La difficulté à différencier les projets dans un contexte mouvant et complexe explique sans doute cette emprise du moralisme pour lequel, il faut bien le dire, la presse de gauche semble avoir des dispositions particulières. Le paradoxe est qu’à travers le reproche fait à Nicolas Sarkozy de diviser les Français, celle-ci ostracise des millions de nos concitoyens. Comment les 9,75 millions d’électeurs dont le suffrage s’est porté sur Nicolas Sarkozy ne partageraient-ils pas quelque peu le déshonneur de leur favori. Et que dire des 6,4 millions d’électeurs de Marine Le Pen qui constituent le cœur du réacteur « pétainiste » ! Cela fait plus de 16 millions de Français qui vivent et pensent dans le déshonneur, et qu’il faudra décontaminer après la « Libération » du 6 mai !

A la vérité, le cynisme et la démagogie sont équitablement partagés et la morale ne permet pas de différencier les candidats. Pour preuve leur attitude après la censure par le Conseil constitutionnel de la loi réprimant la contestation du génocide arménien : l’un et l’autre ont immédiatement promis de s’asseoir sur l’avis du conseil, et par là-même sur le principe de la liberté d’expression que celui-ci visait à défendre.

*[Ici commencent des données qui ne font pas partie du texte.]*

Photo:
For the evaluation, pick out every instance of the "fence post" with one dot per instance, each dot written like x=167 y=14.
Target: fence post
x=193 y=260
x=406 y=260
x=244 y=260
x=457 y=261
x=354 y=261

Intérêt électoral oblige.
Ce n’est pas du point de vue moral que l’on peut critiquer la stratégie électorale « droitière » de Nicolas Sarkozy. Celle-ci pose en revanche le problème de la lisibilité politique du candidat. Il lui est difficile, quand bien même il le souhaiterait, d’effacer l’abîme qui sépare son action du programme du Front national. Il a par exemple défendu la mise en place, à travers le pacte budgétaire, d’une esquisse de gouvernement économique supranational destiné à sauver la zone euro : on voit mal comment une telle orientation pourrait être compatible avec le souverainisme de Marine Le Pen. La campagne de Nicolas Sarkozy donne le sentiment que les considérations tactiques interdisent au candidat d’expliciter le sens de l’action conduite par le président. Au fond, Nicolas Sarkozy serait moins un candidat « clivant » qu’un candidat « clivé », peinant à assumer ses choix, à justifier son bilan et à faire émerger une cohérence.